Des initiatives dispersées... et l'attente d'une ligne officielle

Outre ce label, des collectifs citoyens sont aussi passés à l'action. En Martinique, un collectif "Zéro chlordécone, zéro poison" a vu le jour, regroupant des producteurs qui peuvent garantir des produits non contaminés et "qui ont fait la démarche à titre personnel, de vérifier que leur terrain étaient décontaminés. Ils ont fait en sorte d'utiliser des protocoles qui eux aussi sont propres", explique à Martinique 1ère un des membres du collectif.

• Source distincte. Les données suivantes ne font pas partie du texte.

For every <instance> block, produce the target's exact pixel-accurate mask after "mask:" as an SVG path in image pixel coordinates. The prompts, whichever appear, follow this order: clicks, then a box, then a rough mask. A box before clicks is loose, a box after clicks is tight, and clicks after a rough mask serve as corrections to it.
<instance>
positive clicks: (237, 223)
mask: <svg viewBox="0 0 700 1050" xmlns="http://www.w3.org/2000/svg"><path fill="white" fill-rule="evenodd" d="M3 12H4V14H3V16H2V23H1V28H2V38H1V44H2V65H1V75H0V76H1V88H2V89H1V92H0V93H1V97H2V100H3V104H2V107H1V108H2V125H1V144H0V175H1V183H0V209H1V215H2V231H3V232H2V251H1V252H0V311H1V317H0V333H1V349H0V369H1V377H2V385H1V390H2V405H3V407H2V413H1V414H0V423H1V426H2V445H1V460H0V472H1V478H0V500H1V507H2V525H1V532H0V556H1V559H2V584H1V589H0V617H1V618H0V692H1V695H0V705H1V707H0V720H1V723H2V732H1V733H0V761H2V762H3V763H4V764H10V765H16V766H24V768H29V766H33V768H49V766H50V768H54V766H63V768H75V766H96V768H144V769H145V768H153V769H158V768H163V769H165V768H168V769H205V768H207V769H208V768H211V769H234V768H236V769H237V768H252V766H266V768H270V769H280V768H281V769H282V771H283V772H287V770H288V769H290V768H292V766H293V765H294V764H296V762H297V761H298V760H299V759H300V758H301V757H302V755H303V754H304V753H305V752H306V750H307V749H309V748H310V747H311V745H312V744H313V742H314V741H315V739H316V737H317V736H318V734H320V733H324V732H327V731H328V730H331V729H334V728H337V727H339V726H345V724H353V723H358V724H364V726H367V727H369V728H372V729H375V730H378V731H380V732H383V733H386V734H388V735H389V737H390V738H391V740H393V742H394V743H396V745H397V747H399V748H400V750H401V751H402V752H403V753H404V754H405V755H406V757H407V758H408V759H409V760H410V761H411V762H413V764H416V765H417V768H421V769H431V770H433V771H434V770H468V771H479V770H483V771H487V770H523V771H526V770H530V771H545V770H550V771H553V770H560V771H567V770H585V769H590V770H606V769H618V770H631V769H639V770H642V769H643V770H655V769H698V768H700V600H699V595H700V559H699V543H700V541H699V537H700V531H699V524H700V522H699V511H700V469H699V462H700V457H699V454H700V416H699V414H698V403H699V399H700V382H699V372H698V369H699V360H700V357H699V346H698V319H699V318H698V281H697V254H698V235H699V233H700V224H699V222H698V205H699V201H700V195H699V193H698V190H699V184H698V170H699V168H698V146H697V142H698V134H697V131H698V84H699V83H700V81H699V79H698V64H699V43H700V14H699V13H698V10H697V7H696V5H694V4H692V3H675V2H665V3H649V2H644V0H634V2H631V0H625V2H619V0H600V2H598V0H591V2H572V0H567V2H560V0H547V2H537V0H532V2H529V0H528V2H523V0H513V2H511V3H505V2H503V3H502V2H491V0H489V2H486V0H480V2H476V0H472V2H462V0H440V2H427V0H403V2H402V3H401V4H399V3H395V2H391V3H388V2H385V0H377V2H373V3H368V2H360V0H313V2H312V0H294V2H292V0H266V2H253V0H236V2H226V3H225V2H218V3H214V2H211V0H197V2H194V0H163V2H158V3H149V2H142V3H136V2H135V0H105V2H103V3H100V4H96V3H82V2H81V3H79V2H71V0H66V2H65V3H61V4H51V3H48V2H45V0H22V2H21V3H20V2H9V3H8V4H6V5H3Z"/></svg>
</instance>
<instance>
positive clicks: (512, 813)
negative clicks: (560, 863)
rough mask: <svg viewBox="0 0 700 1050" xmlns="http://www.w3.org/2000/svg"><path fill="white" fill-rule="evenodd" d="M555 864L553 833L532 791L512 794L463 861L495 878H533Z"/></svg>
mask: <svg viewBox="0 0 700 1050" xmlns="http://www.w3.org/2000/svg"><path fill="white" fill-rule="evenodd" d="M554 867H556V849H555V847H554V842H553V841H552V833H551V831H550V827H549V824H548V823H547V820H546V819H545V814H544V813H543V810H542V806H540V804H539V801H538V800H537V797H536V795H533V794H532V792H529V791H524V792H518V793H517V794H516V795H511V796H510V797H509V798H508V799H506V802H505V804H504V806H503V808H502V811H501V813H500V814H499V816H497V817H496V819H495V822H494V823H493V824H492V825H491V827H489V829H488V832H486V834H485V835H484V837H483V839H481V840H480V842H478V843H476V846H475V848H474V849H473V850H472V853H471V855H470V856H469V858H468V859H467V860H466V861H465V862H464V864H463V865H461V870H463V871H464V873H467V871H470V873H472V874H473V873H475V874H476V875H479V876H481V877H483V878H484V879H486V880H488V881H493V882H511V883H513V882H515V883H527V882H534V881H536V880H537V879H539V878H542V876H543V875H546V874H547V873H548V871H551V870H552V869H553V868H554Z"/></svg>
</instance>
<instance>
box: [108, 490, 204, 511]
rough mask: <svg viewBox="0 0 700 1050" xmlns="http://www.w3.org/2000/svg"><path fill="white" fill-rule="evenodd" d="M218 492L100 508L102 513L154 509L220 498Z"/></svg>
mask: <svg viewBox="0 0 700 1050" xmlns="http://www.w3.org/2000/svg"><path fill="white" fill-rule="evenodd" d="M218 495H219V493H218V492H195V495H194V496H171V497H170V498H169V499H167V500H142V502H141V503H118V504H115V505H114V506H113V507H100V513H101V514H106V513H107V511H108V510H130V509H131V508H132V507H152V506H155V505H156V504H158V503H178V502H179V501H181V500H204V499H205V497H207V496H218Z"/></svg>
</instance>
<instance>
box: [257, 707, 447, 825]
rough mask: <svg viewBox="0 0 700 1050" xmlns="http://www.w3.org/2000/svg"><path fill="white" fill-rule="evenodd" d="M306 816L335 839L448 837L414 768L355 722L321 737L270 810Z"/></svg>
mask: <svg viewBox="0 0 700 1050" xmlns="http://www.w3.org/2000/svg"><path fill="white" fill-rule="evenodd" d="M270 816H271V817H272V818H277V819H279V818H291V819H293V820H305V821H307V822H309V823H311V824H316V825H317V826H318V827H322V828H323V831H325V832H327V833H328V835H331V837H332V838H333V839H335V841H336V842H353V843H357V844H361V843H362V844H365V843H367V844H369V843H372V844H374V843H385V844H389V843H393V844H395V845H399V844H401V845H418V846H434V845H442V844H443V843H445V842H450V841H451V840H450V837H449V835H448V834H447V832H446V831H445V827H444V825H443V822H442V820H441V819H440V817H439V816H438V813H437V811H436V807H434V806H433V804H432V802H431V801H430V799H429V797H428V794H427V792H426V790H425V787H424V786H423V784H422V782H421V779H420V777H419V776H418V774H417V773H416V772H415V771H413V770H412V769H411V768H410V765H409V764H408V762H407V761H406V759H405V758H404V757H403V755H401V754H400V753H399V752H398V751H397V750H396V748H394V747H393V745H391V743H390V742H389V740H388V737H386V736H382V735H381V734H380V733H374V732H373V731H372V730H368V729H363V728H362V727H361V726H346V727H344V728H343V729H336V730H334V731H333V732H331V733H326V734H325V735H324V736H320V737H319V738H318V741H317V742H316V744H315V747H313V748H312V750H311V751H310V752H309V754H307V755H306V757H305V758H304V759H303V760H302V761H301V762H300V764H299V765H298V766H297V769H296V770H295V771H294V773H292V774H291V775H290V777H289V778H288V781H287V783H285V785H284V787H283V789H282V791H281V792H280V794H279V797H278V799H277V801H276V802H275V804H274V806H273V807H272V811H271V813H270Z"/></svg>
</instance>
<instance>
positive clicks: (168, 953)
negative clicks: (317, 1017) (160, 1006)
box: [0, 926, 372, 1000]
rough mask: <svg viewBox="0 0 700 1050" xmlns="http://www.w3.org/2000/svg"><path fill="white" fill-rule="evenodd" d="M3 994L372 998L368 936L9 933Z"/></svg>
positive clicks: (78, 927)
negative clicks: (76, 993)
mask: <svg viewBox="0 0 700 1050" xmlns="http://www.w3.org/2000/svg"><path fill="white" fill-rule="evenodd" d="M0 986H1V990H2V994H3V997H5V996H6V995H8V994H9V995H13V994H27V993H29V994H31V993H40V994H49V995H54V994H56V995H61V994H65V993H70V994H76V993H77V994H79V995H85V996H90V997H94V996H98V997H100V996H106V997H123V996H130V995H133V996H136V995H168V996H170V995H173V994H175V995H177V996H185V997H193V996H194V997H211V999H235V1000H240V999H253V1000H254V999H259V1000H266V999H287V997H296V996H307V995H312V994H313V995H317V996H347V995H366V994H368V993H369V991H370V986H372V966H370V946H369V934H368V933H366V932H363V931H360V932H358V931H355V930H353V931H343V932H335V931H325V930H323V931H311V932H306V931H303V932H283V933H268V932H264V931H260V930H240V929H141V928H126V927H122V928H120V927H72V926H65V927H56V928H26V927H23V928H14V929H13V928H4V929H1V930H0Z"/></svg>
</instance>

Plusieurs pétitions ont également été mises en ligne, notamment une pour demander le remboursement du test de dépistage dans le sang de la molécule du chlordécone, facturé 140 euros. Le sénateur LREM de Guadeloupe Dominique Théophile a d'ailleurs interpellé le gouvernement sur ce point.

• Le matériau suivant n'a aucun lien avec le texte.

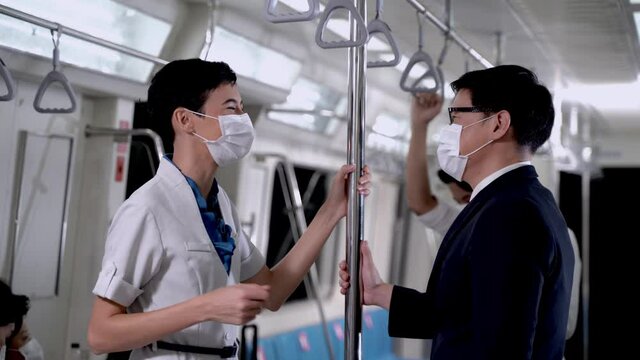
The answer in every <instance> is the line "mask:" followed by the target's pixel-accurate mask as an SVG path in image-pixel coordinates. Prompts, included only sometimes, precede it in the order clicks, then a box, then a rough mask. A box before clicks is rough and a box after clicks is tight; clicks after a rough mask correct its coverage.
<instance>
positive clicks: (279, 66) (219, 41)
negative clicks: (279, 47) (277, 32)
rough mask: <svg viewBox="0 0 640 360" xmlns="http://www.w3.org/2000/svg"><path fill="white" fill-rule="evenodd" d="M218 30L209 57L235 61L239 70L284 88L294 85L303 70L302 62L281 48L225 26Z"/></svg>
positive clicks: (288, 87) (258, 78)
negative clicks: (253, 39)
mask: <svg viewBox="0 0 640 360" xmlns="http://www.w3.org/2000/svg"><path fill="white" fill-rule="evenodd" d="M215 34H216V35H215V37H216V40H215V41H214V42H213V44H211V50H210V51H209V52H208V55H207V60H216V61H224V62H226V63H229V64H233V70H234V71H235V72H237V73H238V74H240V75H242V76H246V77H248V78H251V79H255V80H257V81H259V82H262V83H265V84H269V85H272V86H276V87H279V88H281V89H289V88H291V85H293V83H294V81H295V80H296V78H297V77H298V74H299V73H300V69H301V68H302V64H301V63H300V62H299V61H297V60H294V59H292V58H290V57H288V56H286V55H284V54H282V53H281V52H278V51H276V50H273V49H270V48H268V47H265V46H262V45H260V44H258V43H256V42H254V41H251V40H249V39H247V38H245V37H243V36H241V35H238V34H235V33H233V32H231V31H229V30H227V29H225V28H222V27H216V29H215ZM205 46H207V45H205ZM205 50H206V49H205ZM274 69H278V71H274Z"/></svg>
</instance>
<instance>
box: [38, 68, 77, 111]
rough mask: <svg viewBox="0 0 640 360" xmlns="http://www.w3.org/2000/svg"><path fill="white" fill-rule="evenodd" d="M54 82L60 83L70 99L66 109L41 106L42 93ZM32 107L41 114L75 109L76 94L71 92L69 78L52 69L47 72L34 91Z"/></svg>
mask: <svg viewBox="0 0 640 360" xmlns="http://www.w3.org/2000/svg"><path fill="white" fill-rule="evenodd" d="M54 82H58V83H60V85H62V88H63V89H64V91H65V92H66V93H67V96H68V97H69V100H70V101H71V107H69V108H67V109H61V108H43V107H42V106H41V102H42V98H43V97H44V93H45V92H47V89H48V88H49V86H51V84H53V83H54ZM33 108H34V109H36V111H37V112H39V113H43V114H70V113H72V112H74V111H76V94H75V93H74V92H73V89H72V88H71V85H69V80H67V77H66V76H64V74H63V73H61V72H59V71H57V70H53V71H51V72H50V73H48V74H47V76H46V77H45V78H44V80H42V83H41V84H40V87H39V88H38V92H37V93H36V98H35V99H34V100H33Z"/></svg>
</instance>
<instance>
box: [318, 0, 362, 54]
mask: <svg viewBox="0 0 640 360" xmlns="http://www.w3.org/2000/svg"><path fill="white" fill-rule="evenodd" d="M338 9H344V10H347V11H349V13H351V17H352V18H353V19H355V21H356V23H357V26H356V28H357V31H356V32H357V33H356V38H355V40H344V41H324V40H323V39H322V35H323V34H324V31H325V30H326V29H327V24H328V23H329V17H330V16H331V13H332V12H334V11H335V10H338ZM368 39H369V32H367V25H366V24H365V23H364V20H363V19H362V16H360V13H359V12H358V11H357V10H356V8H355V6H353V3H352V2H350V1H349V0H329V3H328V4H327V7H326V8H325V9H324V12H323V13H322V17H320V23H319V24H318V28H317V29H316V44H318V46H320V47H321V48H323V49H339V48H349V47H357V46H362V45H364V44H365V43H366V42H367V40H368Z"/></svg>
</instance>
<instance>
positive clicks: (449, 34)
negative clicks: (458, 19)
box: [436, 0, 453, 98]
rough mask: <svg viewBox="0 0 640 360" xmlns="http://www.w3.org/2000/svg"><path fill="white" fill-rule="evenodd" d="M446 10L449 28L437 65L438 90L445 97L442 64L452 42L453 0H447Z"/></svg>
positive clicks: (446, 18) (440, 53)
mask: <svg viewBox="0 0 640 360" xmlns="http://www.w3.org/2000/svg"><path fill="white" fill-rule="evenodd" d="M444 9H445V10H444V11H445V25H446V26H447V30H446V31H445V32H444V44H443V45H442V50H441V51H440V56H438V64H437V65H436V72H437V73H438V76H439V77H440V89H439V90H438V92H439V93H440V96H442V98H444V73H443V71H442V64H444V59H445V58H446V57H447V52H448V50H449V45H450V44H451V26H452V23H453V12H452V8H451V0H446V2H445V5H444Z"/></svg>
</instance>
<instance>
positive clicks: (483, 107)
mask: <svg viewBox="0 0 640 360" xmlns="http://www.w3.org/2000/svg"><path fill="white" fill-rule="evenodd" d="M448 110H449V124H453V115H452V114H453V113H454V112H483V113H487V112H493V110H491V109H487V108H484V107H480V106H454V107H450V108H448Z"/></svg>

Ces initiatives n'en restent pas moins en ordre dispersé, et ne font pas d'ailleurs pas l'unanimité. Un signe du manque de ligne directrice de la part du gouvernement? A l'issue d'une réunion au ministère des Outre-mers en avril 2018, les élus ont déploré que certaines questions restent pour l'instant totalement à la marge. "Il y a deux enjeux importants qui n'ont pas été abordés selon mon point de vue. Il s'agit de la question de l'indemnisation parce que ce sont ceux qui subissent qui payent. Et la question de la dépollution. Il faut mettre les moyens pour dépolluer les terres. Il existe quelques avancées scientifiques mais il faut aller plus loin", a ainsi souligné Serge Letchimy, député de la Martinique auprès d'Outremer360.

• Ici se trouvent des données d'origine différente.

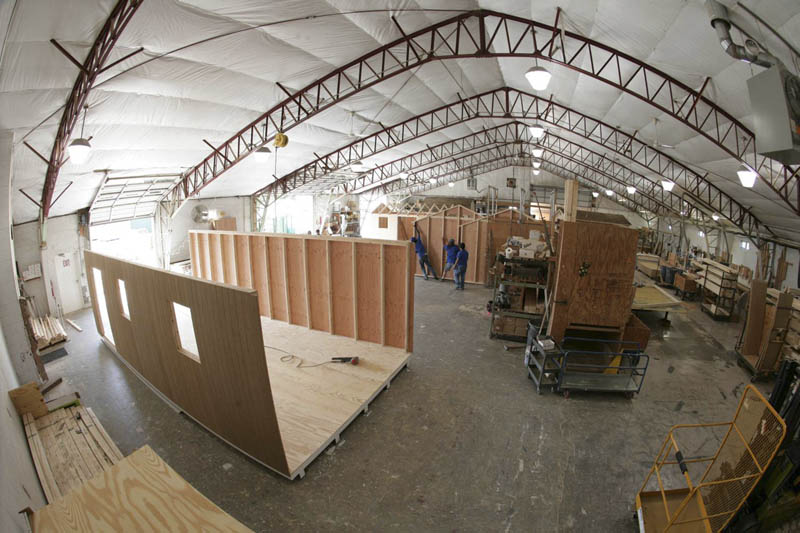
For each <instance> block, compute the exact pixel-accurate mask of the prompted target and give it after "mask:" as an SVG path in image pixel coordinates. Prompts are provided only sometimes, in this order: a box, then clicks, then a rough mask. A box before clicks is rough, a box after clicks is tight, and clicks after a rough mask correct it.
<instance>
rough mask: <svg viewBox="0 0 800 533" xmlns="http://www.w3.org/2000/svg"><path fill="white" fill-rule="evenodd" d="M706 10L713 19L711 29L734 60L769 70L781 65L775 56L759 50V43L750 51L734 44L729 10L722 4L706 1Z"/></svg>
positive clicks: (744, 48)
mask: <svg viewBox="0 0 800 533" xmlns="http://www.w3.org/2000/svg"><path fill="white" fill-rule="evenodd" d="M706 9H707V10H708V16H709V18H710V19H711V27H713V28H714V29H715V30H716V31H717V37H719V44H720V45H722V49H723V50H725V52H726V53H727V54H728V55H729V56H731V57H732V58H734V59H738V60H739V61H745V62H747V63H755V64H756V65H759V66H762V67H765V68H769V67H771V66H773V65H776V64H779V63H780V61H779V60H778V59H777V58H776V57H775V56H773V55H771V54H768V53H766V52H763V51H761V50H758V49H757V48H759V47H758V45H757V43H755V42H753V45H755V49H754V50H753V51H750V50H748V48H747V47H745V46H742V45H740V44H736V43H734V42H733V37H731V26H732V24H731V21H730V16H729V15H728V8H727V7H725V6H724V5H722V4H720V3H719V2H718V1H717V0H706Z"/></svg>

plus que des annonces générales, ce sont des solutions concrètes qui sont attendues sur ce dossier que les élus n'hésitent pas à qualifier de "scandale sanitaire" et de "scandale d'état".

"On souhaite aujourd'hui une prise de conscience, et des décisions en haut lieu pour autoriser le label Zéro Chlordécone", explique Louis Boutrin, évoquant des examens et un suivi médical pour les ouvriers agricoles qui ont travaillé dans la banane entre 1972 et 2002, un fond d'indemnisation, la fin des LMR, et surtout, le classement du Chlordécone comme cancérigène certain et non plus probable. "Nous sommes donc en droit d'attendre des autorités étatiques des réponses concrètes qui puissent éclairer l'avenir. On attend une décision qui permette de supprimer le chlordécone des assiettes, de la même façon que l'Etat prend des décisions pour sortir du glyphosate."

Ce jeudi, Emmanuel Macron s'est exprimé pour la première fois sur le sujet. "La pollution au chlordécone est un scandale environnemental dont souffrent la Guadeloupe et la Martinique depuis près de 40 ans", a déclaré le président, évoquant le fruit d'une "époque où la conscience environnementale était moindre qu'aujourd'hui."L'Etat doit prendre sa part de responsabilité et doit avancer dans le chemin de la réparation et des projets", a lancé le président, saluant les recherches déjà initiées sur le sujet.